Most people use AI assistants to write code. I've started using mine to break code first.
It sounds counterintuitive, but this one change to my workflow cut my bug rate in half and made code reviews actually meaningful.
The Problem With Write-First
The default AI coding workflow looks like this:
- Describe what you want
- AI writes the code
- You review it
- You find bugs (maybe)
- You fix them
Step 4 is where things fall apart. Reviewing AI-generated code is hard because it looks correct. It's well-structured, properly indented, has reasonable variable names. Your brain pattern-matches it as "good code" and skips over the logic errors.
I call this correctness theater — the code performs competence without actually being correct.
The Debug-First Approach
Here's what I do instead:
Step 1: Write the Spec (30 seconds)
Function: calculateShippingCost(order)
- Input: order with items[], destination, shipping_method
- Output: { cost: number, estimatedDays: number }
- Rules: free shipping over $100, express = 2x base rate,
international adds flat $15, empty orders throw error
Step 2: Ask for Failure Scenarios (AI's first job)
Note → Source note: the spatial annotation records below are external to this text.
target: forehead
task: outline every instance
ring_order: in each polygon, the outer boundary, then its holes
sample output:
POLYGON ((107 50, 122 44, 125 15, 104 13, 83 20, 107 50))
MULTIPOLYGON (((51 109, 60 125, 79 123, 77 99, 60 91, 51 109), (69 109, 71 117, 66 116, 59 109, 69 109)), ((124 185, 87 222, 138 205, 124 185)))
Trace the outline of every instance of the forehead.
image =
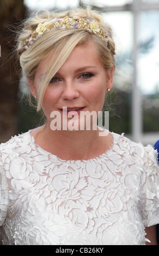
MULTIPOLYGON (((74 66, 84 63, 88 65, 92 63, 101 62, 96 46, 91 42, 77 45, 72 50, 63 66, 74 63, 74 66)), ((63 68, 62 66, 62 68, 63 68)))

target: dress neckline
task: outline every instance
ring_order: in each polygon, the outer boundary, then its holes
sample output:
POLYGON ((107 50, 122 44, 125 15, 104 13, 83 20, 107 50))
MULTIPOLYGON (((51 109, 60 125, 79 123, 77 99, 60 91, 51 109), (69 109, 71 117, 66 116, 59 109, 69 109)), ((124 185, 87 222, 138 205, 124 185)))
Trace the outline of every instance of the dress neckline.
MULTIPOLYGON (((106 129, 105 129, 106 130, 106 129)), ((35 139, 34 139, 34 136, 33 136, 32 135, 31 135, 30 134, 30 132, 33 130, 33 129, 30 129, 29 130, 27 133, 29 135, 29 136, 30 136, 30 138, 32 139, 31 139, 31 141, 32 142, 32 143, 34 144, 34 145, 35 145, 35 148, 36 148, 37 149, 39 149, 40 150, 41 152, 44 152, 44 153, 45 154, 45 155, 47 154, 47 155, 49 155, 50 156, 51 156, 52 157, 53 157, 54 159, 56 159, 57 160, 59 160, 60 161, 62 161, 62 162, 64 162, 64 161, 70 161, 71 162, 79 162, 79 161, 81 161, 81 162, 87 162, 87 161, 92 161, 92 160, 97 160, 97 159, 100 159, 100 158, 103 157, 103 156, 106 156, 108 153, 110 153, 110 151, 111 151, 114 147, 114 144, 115 144, 115 139, 114 139, 114 133, 113 132, 109 132, 109 133, 111 133, 112 136, 112 137, 113 137, 113 142, 111 144, 111 147, 108 148, 108 149, 107 149, 105 152, 104 152, 103 153, 100 154, 100 155, 99 156, 95 156, 94 157, 91 157, 90 159, 87 159, 87 160, 85 160, 85 159, 79 159, 79 160, 70 160, 70 159, 61 159, 60 157, 57 156, 56 155, 54 155, 52 153, 51 153, 51 152, 49 152, 47 150, 46 150, 45 149, 43 149, 42 148, 41 148, 38 144, 36 143, 35 143, 35 139)))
Given this spec, list 10 ways this function could fail or produce
wrong results. Be specific — include the input that would trigger
each failure.
AI returns something like:
- Empty items array → should throw, might return $0
- Order total exactly $100 → boundary: is it > or >=?
- Negative item prices → cost could go negative
- Missing destination → international check fails silently
- Express + international + free shipping → which rules apply in what order?
- Single item worth $101 → free shipping, but express is 2x of what?
- Floating point: $33.33 × 3 = $99.99, not $100
- Null shipping_method → undefined behavior
- destination = "" (empty string) → not null, not valid
- Items with quantity: 0 → included in total?
This takes 10 seconds and I already have a better understanding of my own spec than I did when I wrote it.
Step 3: Turn Failures Into Tests (AI's second job)
Write a test for each failure scenario. Each test should currently FAIL
(because we haven't written the implementation yet). Use Vitest.
Now I have 10 tests that define what "correct" actually means — before a single line of implementation exists.
Step 4: Write the Implementation (AI's third job)
Write calculateShippingCost() that passes all 10 tests.
Run through each test mentally and confirm it would pass.
The implementation is now constrained by real edge cases. The AI can't take shortcuts because the tests are already there, waiting to catch them.
Step 5: Verify (Mine)
I run the tests. Usually 8-9 pass on the first try. The 1-2 that fail reveal genuine ambiguities in my spec that I need to decide on. That's a feature — I'd rather resolve ambiguity now than in production.
Why This Works Better
You Review Tests, Not Code
Reading 10 test descriptions is faster and easier than reading 50 lines of implementation. If the tests cover the right cases, the implementation is almost certainly correct. If they don't, you know exactly what's missing.
AI Is Better at Breaking Than Building
Ironically, AI assistants are more reliable at finding problems than solving them. When you ask "what could go wrong?", the model draws on thousands of bug reports and failure modes from its training data. When you ask "write correct code," it draws on thousands of code samples — many of which contain the very bugs it could have warned you about.
The Spec Improves Before Implementation
Half the bugs I ship come from ambiguous specs, not bad code. The debug-first workflow forces spec clarification before I write anything. By step 3, I've already caught the "$100 boundary" and "express + free shipping" ambiguities.
Code Reviews Become Meaningful
When someone reviews my PR, they see the test names:
✓ throws on empty order
✓ free shipping at exactly $100
✓ rejects negative prices
✓ handles express + international combo
The reviewer immediately understands what the code does, what edge cases were considered, and what "correct" means. They can focus on what's missing from the tests rather than trying to read implementation logic.
The Template
Here's the prompt sequence I use every time:
Prompt 1 — Failure Analysis:
Here's my function spec: [spec]
List 10 specific ways this could fail or produce wrong results.
Include the exact input for each.
Prompt 2 — Test Generation:
Write a failing test for each scenario. Use [test framework].
Tests should fail because the function doesn't exist yet.
Prompt 3 — Implementation:
Write the function to pass all tests. After writing it,
walk through each test and explain why it passes.
Prompt 4 — Gap Check:
Look at the tests and implementation together.
Are there any edge cases the tests don't cover?
Four prompts. Usually takes 5-10 minutes total. The resulting code is more correct than anything I'd get from a single "write this function" prompt.
When to Skip This
This is overkill for trivial functions. I don't debug-first a formatDate() helper. My rule of thumb: if the function has more than 2 conditional branches or touches external state (DB, API, file system), it gets the debug-first treatment.
Try this on your next feature. The first time all 10 tests pass on the first run, you'll feel like you have a superpower.